As a little girl, I was conditioned to believe my hair—my identity—wasn’t up to the standard of what good hair looks like. I then spent my formative years wearing predominantly straight, relaxed hairstyles, covering my true identity with beauty standards.
My natural hair was complimented for the first time when I was 22. I had skipped a relaxer appointment, and my roots had begun to show. After decades of being told my hair wasn’t good enough, the compliment felt strange. I instantly became shy and almost ashamed. However, as my roots began to grow, so did my confidence. The relaxer movement began transitioning into a natural hair empowerment movement.
American society had finally celebrated my curls in a way I hadn’t experienced. I felt proud to wear my natural hair out, and the bigger it got, the more I felt rooted in my identity.

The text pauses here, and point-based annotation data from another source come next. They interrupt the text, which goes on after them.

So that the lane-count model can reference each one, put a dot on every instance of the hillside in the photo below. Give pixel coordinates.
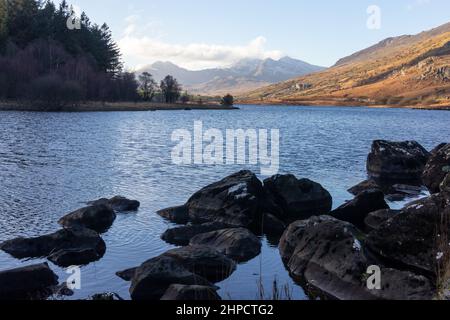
(248, 74)
(401, 71)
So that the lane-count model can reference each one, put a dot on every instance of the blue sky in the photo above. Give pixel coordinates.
(208, 33)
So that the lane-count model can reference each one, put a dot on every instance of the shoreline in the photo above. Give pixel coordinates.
(113, 107)
(332, 103)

However, there was a shift in acceptance when I began wearing my natural hair in Europe. Everything I had worked so hard to accept about myself felt challenged again.
Wearing my big hair in spaces that were predominantly white became the focal point of my existence. I was faced with looks and questions about why my hair was a particular texture or style. At the same time, I was also witnessing white women wearing hairstyles like box braids, cornrows, and faux locs—the same styles I was labeled as “ghetto” at one point for rocking. I felt like our identity and culture were being judged and mocked at the same time.

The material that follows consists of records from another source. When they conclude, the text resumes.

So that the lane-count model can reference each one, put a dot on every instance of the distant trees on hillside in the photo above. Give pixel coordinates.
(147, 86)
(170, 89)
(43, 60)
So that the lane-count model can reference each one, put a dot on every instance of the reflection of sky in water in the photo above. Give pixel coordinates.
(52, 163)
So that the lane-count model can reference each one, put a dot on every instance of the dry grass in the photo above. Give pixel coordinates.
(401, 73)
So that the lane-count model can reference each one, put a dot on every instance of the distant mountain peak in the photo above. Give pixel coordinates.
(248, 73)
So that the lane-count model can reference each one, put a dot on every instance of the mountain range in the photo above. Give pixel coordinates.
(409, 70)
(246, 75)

Old wounds began to arise, “It’s always okay for them, but never for us,” I thought to myself.
Hair products are crucial for Black and Brown women, and when we travel, the first thought that comes to many of our minds is our hair. Thankfully, one beauty store in Basel, Switzerland, Tropical Zone, carried natural hair products, and it became my safe space when my hair needed self-care.
I restocked on a few products and immediately went home to put my hair in twists. Later that night, I was out at a bar with friends when someone asked me what happened to my hair. I was immediately confused by what the person meant. They then explained that my hair was big, and now it’s not, alluding that something must have gone wrong. The little girl in me began to feel small again.
Unfortunately, these are the norms women of color face when traveling to predominately white countries. Our skin, hair, and essence of who we are are constantly observed and challenged. We find ourselves having to over-explain our features that wouldn’t be questioned if we were white facing. These moments can feel frustrating. We travel to liberate our lives in ways our ancestors could not, yet we can feel trapped by the ignorance of those around us. We are then faced with the choice to rise above adversity.
I decided the little girl in me wouldn’t shrink this time. Radical acceptance is living fully even in parts of the world where Black and Brown culture isn’t fully understood or accepted.
As a woman of color, there will always be someone confused or uncomfortable about parts of my identity. There’s peace in knowing that it’s their problem and not mine. It’s also my responsibility to become entirely comfortable with myself and realize that my triggers are a signal of healing I must do.
Despite where we are in the world, the journey to living as our most authentic selves is the hardest and most radical form of freedom that starts with healing.
There are parts of Switzerland that require a lot of education and awareness, and this excites me because learning is the road to evolution. I hope that this essay will spark a healing conversation on how we can work together to bridge the gap and make women of color feel seen for who they are and not only for their hair texture or skin tone. Black and Brown women are beautiful, joyful, complex, and simple all at the same time. We deserve a space in the world to just be us, for us.